Nosotros no hemos recibido el espíritu del mundo sino el Espíritu que procede de Dios, para que entendamos lo que por su gracia él nos ha concedido.
1 Corintios 2,12
“Pastor, le agradezco mucho, muy bueno el mensaje, pero yo no creo en estas cosas, yo creo en el dios de las lombrices, soy ateo.”, me explicó el hijo, luego del entierro de su padre. “Y yo te agradezco por tu sinceridad. Esto me permite orar por ti”, le contesté.
No se puede explicar la fe en Jesucristo con la razón, ni mucho me- nos decir: “bueno, a partir de ahora yo también quiero creer.”
No me refiero a las dudas que todos tenemos. Es más, la fe sin dudas no es fe, es una especie de egoísmo. Escribe el poeta inglés Alfred Tennyson: “Hay más fe en una duda honesta, créanme, que en la mitad de los credos.” (1974, p. 274)

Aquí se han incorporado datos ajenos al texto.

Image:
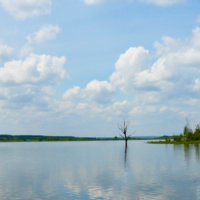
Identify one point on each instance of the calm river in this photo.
(99, 170)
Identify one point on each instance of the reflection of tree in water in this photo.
(196, 146)
(125, 155)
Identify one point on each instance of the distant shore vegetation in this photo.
(187, 137)
(40, 138)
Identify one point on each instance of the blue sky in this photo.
(77, 67)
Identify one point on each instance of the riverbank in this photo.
(175, 142)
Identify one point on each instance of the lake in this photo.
(99, 170)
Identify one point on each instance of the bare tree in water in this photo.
(123, 127)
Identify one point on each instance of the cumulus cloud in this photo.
(35, 69)
(22, 9)
(6, 53)
(157, 2)
(45, 33)
(175, 73)
(97, 91)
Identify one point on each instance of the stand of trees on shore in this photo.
(188, 136)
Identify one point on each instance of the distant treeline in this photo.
(38, 138)
(188, 134)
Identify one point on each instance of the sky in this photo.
(78, 67)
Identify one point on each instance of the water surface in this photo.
(99, 170)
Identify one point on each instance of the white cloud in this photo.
(47, 32)
(175, 72)
(157, 2)
(6, 53)
(35, 69)
(97, 91)
(21, 9)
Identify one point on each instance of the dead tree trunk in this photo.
(123, 127)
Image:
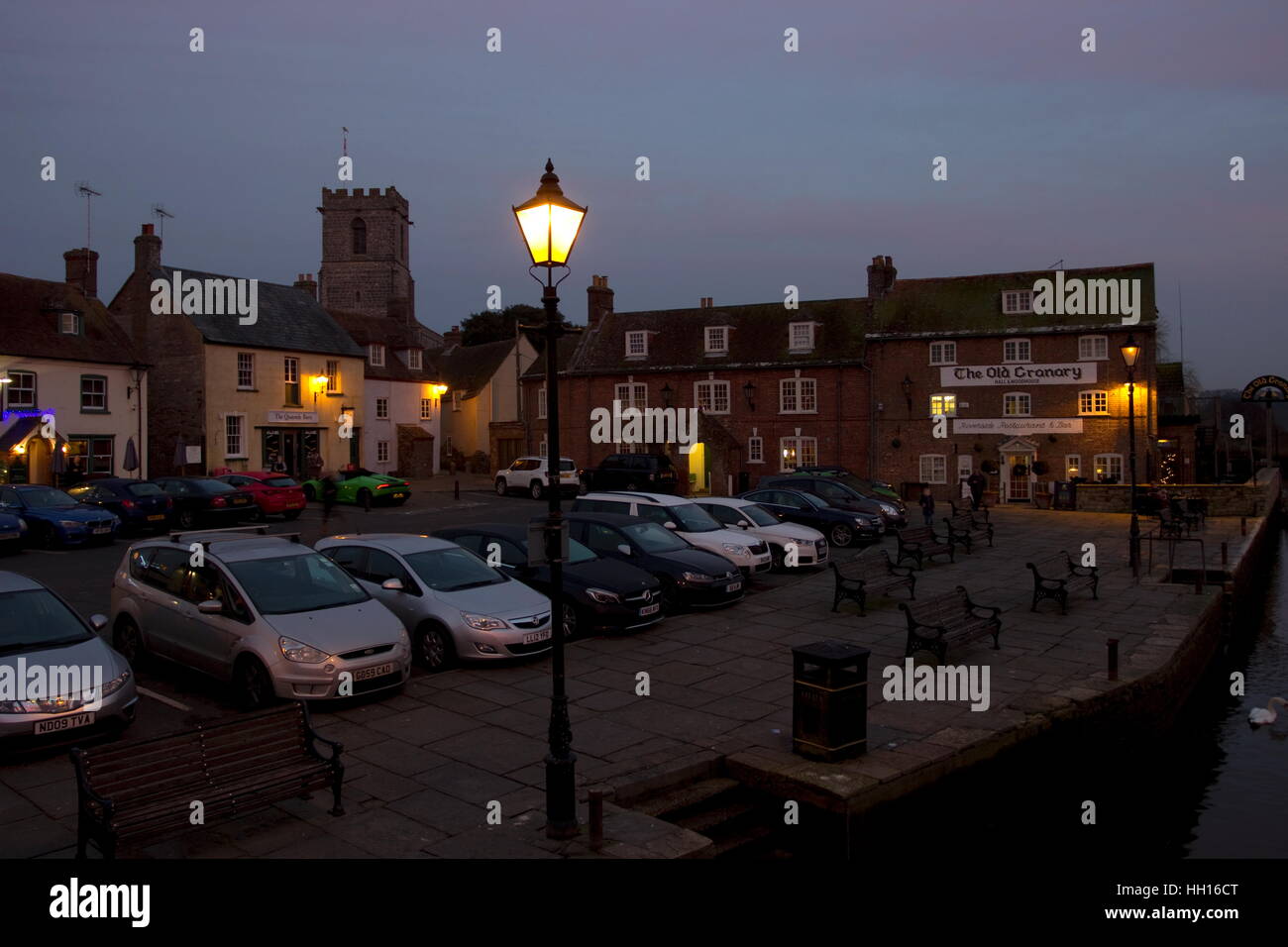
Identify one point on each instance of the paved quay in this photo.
(424, 767)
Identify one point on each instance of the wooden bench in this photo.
(1056, 577)
(919, 543)
(143, 789)
(948, 617)
(964, 528)
(874, 573)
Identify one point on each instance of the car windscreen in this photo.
(653, 538)
(288, 583)
(452, 570)
(37, 618)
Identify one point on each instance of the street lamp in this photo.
(549, 224)
(1131, 352)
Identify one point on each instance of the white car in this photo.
(532, 474)
(745, 514)
(748, 553)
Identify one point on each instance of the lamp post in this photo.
(549, 224)
(1131, 352)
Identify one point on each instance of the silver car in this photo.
(450, 599)
(263, 612)
(58, 678)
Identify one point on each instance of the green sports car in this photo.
(362, 487)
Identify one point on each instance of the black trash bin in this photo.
(829, 701)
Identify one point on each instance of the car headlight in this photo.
(301, 652)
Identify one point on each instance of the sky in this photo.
(767, 167)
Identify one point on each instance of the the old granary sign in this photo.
(1065, 373)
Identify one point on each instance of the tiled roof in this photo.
(29, 324)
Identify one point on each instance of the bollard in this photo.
(596, 819)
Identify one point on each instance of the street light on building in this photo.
(549, 224)
(1131, 352)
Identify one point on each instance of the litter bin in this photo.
(829, 701)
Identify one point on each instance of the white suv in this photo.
(531, 475)
(688, 519)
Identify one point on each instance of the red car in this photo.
(273, 492)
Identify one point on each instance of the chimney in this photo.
(599, 300)
(82, 269)
(305, 282)
(881, 275)
(147, 250)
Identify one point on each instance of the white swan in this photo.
(1266, 714)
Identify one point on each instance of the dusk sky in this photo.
(768, 167)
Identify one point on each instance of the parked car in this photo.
(54, 518)
(690, 521)
(691, 578)
(88, 684)
(452, 604)
(362, 487)
(743, 514)
(837, 492)
(138, 504)
(269, 616)
(652, 472)
(205, 500)
(273, 493)
(532, 474)
(597, 592)
(841, 527)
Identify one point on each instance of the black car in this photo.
(691, 577)
(841, 526)
(837, 492)
(140, 504)
(597, 592)
(651, 472)
(198, 499)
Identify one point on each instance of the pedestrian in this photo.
(927, 505)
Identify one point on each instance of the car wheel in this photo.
(252, 684)
(434, 648)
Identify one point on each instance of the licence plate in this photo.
(369, 673)
(64, 723)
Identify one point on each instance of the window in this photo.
(93, 393)
(717, 341)
(291, 376)
(1017, 351)
(21, 389)
(802, 337)
(1093, 348)
(934, 468)
(943, 405)
(798, 395)
(1018, 300)
(1109, 468)
(235, 436)
(1093, 402)
(943, 354)
(1017, 405)
(711, 397)
(799, 451)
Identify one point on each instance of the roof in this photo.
(286, 318)
(29, 324)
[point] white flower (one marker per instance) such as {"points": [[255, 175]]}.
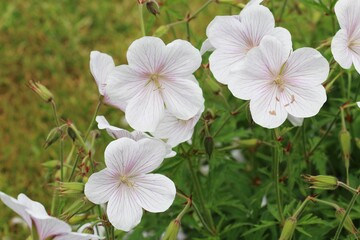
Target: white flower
{"points": [[345, 45], [101, 65], [175, 131], [126, 185], [36, 217], [279, 82], [157, 77], [234, 36], [117, 133]]}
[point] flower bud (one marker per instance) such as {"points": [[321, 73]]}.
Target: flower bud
{"points": [[41, 90], [348, 224], [209, 145], [289, 229], [172, 230], [153, 7], [52, 137], [345, 142], [322, 182]]}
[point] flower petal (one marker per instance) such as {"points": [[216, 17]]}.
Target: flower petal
{"points": [[182, 97], [16, 206], [124, 82], [154, 192], [305, 67], [101, 65], [181, 59], [302, 102], [146, 108], [123, 211], [340, 49], [147, 55], [101, 185], [266, 110]]}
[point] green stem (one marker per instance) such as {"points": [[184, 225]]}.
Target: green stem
{"points": [[141, 15], [278, 155], [350, 206], [94, 117]]}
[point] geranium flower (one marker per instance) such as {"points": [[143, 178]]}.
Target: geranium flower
{"points": [[157, 77], [279, 82], [175, 131], [126, 185], [117, 133], [345, 45], [234, 36], [35, 216]]}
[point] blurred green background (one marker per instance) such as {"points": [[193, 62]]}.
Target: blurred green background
{"points": [[50, 42]]}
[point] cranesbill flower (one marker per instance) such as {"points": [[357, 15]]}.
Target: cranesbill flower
{"points": [[157, 77], [279, 82], [36, 217], [234, 36], [126, 184], [175, 131], [117, 133], [345, 45]]}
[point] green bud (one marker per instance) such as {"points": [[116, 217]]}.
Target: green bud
{"points": [[345, 142], [209, 145], [348, 224], [161, 31], [172, 230], [153, 7], [52, 137], [41, 90], [289, 229], [323, 182]]}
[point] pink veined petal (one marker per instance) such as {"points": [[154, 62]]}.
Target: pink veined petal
{"points": [[180, 59], [257, 22], [16, 206], [124, 82], [123, 211], [266, 110], [305, 67], [48, 227], [154, 192], [296, 122], [262, 66], [29, 204], [101, 65], [145, 110], [175, 130], [77, 236], [340, 49], [284, 36], [303, 102], [147, 55], [206, 47], [348, 15], [120, 155], [101, 185], [182, 97], [151, 154]]}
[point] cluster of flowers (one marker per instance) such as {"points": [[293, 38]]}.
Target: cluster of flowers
{"points": [[163, 101]]}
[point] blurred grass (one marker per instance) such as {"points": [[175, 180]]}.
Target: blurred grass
{"points": [[50, 42]]}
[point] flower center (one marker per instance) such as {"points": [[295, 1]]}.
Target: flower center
{"points": [[125, 180], [280, 83]]}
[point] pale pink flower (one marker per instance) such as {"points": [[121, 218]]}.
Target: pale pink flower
{"points": [[234, 36], [117, 133], [345, 45], [157, 77], [37, 218], [279, 82], [126, 183]]}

No, aquel muchacho se consideraba ateo. La única fe que tenía era la fe en sí mismo, su capacidad de razonar y de juzgarlo todo a partir de la “prueba”. Para él, con la muerte física todo termina.
Pero la conversación con el hijo que había despedido a su padre me ayudó a tomar consciencia de mi propia fe: yo no hice absolutamente nada para tenerla, es un regalo, es pura gracia.
Gracias, Señor, por la fe que tú me das, gracias por el Espíritu que me abre los ojos, que me hace ver más allá de mis posibilidades intelectuales. Hoy te pido por aquellos que aún no pueden compartir conmigo la alegría pascual de la vida eterna. Amén.